Saturday, 12 November 2005

The collapse of Europe's 'social market' dream

Europe's 'social market economy' is in a shambles, argue Frank Gafney and Alex Alexiev from ToThePoint News, and the idea of Europe as any kind of economic and political superpower is just so much wishful thinking.
It took less than a fortnight of rioting in France, and now in several other countries of what Donald Rumsfeld has called "Old Europe," to lay bare the preposterousness of this prospect. Even before Islamists took to the streets of Paris' suburbs, the EU was a house of cards waiting to be toppled or burned down.... On the socioeconomic front, Europeans of all political persuasions have long shared a belief in the virtues of the "social market economy." By this, they meant a modified capitalist system, characterized by considerable state intervention and the fabled "social safety net." It was an arrangement intended to guarantee economic growth and prosperity, on the basis of harmonious labor relations, social cohesion and economic solidarity between the classes. Today, however, the European project is in shambles. Somewhere along the way, its social market model lost steam and became counterproductive to economic growth...
Just as all 'Third Way' 'social market models' will do once they shackle the capitalist goose from which their redistributed wealth is produced. And the 'social market model' with it's 'social safety net' is counterproductive to human growth as well as economic growth, as the burning cars in European streets suggest: the living conditions gifted the people of Europe by their governments (which is what welfare is) -- and allowed to the people who have come to Europe for a better life -- is often appalling, and de-humanising. The 'safety net' has become a hammock, and then a prison in which they're entangled without hope of escape. It seems by all the evidence that the great achievement of European welfarism has been to create an enormous underclass with a seething combination of entitlement and alienation -- at once a poverty of will and of wealth -- and the goverment planned-and-provided suburbs in which the European welfare state houses them has played a part in destroying their humanity. "I would argue," says 'Corbusier' at the Architecture + Morality blog,
that the French underclass has actually more harmful social pathologies than those in the U.S. This is in part contributed by what the French like to call “l’exclusion” , which most often means the denial of immigrants to participate in the economic life of France... Housing projects built in America during the periods of “urban renewal” during the sixties and seventies are small in scope and number compared to similar housing developments, or “cités”, built in France since World War II. As the projects are being demolished here, the French government continues to build more of these cités throughout the country to shelter the continuing influx of immigrants...
The architectural environment of the cités only facilitate criminality through their density, common spaces such as hallways and courtyards, and the utter lack of privacy in favor of shared resources. Thus, the burning of pre-schools, of local stores that service the housing blocks, and the transportation infrastructure within the French cités is being torched at this moment. Dalrymple scapegoats my namesake, Le Corbusier, for the inhumane design of these housing districts... [Accurately, in my opinion - Ed. Our blogger friend 'Corbusier' disagrees however.]

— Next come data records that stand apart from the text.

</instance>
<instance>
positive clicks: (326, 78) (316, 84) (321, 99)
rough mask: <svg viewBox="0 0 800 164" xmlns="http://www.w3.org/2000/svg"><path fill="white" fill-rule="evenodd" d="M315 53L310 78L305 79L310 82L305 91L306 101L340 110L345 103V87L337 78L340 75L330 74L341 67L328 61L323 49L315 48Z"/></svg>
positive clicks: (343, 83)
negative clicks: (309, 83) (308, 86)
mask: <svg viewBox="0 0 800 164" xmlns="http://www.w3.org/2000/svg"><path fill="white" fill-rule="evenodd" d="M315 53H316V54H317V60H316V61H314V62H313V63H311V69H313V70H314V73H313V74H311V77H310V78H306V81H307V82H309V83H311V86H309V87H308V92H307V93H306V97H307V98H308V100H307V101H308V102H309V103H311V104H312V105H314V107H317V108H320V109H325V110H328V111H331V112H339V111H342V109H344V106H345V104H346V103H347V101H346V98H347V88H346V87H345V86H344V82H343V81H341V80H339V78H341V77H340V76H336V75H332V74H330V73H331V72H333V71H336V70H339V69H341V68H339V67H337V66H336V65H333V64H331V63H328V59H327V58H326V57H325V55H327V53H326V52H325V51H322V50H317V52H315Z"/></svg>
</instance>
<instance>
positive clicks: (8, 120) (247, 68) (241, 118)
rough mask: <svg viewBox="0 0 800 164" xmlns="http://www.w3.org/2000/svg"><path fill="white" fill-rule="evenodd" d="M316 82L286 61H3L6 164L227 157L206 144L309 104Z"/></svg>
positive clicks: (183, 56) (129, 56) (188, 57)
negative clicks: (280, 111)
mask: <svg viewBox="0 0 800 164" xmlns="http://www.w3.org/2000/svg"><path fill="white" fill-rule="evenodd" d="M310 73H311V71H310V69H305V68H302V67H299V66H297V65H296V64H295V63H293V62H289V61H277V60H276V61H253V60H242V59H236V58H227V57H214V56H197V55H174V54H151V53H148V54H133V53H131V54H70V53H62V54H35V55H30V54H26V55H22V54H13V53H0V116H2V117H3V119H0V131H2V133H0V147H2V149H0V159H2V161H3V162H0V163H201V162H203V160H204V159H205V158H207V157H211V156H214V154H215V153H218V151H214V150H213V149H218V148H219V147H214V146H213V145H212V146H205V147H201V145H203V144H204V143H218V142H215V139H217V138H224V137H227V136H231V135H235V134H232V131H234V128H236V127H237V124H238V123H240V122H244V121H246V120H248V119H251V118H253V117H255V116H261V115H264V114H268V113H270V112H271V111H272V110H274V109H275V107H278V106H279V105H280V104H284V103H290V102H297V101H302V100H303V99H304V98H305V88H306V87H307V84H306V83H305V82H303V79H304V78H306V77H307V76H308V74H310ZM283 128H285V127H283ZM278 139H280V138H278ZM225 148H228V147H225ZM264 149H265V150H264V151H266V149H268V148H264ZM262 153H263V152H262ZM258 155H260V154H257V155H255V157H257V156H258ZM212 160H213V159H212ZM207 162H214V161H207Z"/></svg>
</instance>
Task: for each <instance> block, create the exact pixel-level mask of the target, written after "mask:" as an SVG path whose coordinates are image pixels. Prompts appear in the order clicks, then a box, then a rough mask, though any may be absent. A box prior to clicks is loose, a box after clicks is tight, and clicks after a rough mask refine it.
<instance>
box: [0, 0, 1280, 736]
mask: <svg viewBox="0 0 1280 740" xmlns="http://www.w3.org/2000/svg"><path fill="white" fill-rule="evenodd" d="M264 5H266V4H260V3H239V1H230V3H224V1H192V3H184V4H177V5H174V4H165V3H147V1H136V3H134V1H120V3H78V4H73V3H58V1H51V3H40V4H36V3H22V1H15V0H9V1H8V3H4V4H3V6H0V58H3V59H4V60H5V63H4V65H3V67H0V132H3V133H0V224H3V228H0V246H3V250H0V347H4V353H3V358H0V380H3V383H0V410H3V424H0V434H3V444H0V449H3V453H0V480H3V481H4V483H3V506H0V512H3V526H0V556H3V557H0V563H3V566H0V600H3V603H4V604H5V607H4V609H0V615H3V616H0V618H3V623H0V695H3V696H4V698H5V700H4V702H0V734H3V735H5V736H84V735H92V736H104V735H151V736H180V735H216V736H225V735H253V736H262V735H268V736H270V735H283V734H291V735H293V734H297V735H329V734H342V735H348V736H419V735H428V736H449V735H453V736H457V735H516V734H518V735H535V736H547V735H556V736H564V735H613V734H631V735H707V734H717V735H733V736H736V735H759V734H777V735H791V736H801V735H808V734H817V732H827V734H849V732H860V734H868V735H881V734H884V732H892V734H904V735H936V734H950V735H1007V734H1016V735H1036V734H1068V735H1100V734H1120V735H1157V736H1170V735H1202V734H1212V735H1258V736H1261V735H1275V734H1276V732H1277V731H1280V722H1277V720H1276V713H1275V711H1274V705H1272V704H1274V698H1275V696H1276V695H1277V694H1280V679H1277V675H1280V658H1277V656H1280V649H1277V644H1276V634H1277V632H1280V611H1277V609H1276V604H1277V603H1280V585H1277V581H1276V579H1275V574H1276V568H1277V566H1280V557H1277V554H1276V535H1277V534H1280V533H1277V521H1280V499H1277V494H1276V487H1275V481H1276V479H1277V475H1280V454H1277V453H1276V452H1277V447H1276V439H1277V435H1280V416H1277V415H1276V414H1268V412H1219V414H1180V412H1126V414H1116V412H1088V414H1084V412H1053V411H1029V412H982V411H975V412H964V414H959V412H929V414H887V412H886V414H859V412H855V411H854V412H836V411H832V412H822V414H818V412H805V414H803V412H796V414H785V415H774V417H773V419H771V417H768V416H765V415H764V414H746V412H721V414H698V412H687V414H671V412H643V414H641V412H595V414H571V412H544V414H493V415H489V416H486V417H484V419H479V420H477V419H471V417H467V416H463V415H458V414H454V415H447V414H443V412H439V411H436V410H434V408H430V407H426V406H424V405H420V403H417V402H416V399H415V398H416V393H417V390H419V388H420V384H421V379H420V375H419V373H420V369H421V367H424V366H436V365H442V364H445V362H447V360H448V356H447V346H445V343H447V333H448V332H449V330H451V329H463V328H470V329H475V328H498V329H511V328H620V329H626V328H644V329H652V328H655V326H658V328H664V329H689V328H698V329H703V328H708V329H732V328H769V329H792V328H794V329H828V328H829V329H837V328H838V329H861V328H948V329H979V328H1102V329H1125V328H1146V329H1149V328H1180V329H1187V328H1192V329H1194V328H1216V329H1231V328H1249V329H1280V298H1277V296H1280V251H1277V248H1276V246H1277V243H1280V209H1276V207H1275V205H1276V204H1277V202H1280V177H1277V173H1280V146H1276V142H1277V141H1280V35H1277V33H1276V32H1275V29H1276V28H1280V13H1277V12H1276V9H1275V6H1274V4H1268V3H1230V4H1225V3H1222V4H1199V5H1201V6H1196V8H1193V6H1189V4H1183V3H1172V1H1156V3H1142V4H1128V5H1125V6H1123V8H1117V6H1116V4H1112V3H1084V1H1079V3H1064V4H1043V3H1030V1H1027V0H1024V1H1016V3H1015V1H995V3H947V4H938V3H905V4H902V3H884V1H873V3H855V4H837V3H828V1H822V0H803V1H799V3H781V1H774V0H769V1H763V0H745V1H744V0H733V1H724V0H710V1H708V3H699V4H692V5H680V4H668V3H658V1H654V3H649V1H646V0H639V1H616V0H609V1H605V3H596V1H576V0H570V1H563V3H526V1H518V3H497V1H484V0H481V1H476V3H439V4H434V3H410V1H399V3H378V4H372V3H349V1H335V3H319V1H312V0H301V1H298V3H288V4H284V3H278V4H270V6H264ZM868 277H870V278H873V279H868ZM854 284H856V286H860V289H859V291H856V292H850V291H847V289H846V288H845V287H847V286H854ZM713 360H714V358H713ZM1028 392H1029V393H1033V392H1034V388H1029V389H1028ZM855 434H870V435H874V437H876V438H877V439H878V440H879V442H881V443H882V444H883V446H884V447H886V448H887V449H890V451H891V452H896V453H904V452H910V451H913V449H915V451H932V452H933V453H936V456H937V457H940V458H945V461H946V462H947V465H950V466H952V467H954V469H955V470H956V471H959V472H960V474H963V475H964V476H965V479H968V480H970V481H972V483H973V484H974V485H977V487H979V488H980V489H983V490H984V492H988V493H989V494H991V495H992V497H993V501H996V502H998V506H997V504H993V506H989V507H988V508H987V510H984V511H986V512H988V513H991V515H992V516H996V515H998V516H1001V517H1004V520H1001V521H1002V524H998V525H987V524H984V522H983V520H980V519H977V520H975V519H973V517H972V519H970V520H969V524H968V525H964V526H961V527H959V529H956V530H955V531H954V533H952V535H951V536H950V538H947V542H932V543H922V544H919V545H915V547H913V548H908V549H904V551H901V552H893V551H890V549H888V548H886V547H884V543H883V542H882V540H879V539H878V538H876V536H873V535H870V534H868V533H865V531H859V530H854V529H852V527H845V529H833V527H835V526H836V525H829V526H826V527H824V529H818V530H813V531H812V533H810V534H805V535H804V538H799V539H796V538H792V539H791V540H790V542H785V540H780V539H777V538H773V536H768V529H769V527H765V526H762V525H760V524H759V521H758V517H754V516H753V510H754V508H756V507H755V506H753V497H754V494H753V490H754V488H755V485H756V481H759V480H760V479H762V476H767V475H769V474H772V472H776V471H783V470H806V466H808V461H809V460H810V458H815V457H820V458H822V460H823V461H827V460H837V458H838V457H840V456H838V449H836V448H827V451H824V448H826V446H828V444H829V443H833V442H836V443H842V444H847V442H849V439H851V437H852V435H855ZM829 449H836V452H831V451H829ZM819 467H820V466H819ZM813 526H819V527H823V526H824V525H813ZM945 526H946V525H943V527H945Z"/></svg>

Still I agree with Dalrymple, however, that isolated dense socialist housing blocks are counterproductive in producing civil communities.
Cabrini Green in Chicago has a national reputation of how a socialist housing block can become hell on earth. Now imagine thousands of Cabrini Greens dotted throughout France, and you can come to understand how fragile the shiny glass of French beauty can be shattered.
Oh to be young and poor and living in a government housing project in a stagnant, over-regulated economy. No wonder the European dream is fading as the reality of the 'social market economy' becomes clearer.

1 comment:

  1. I agree with the discourse that the phenomena of activity in the French cities is reflected in the disfunctional form of the habitat ,the unitarian form as shown by Le Corbusier.The phenomena is not unique however and is an underlying symptomn of the socialist compartmetalisation of the individual.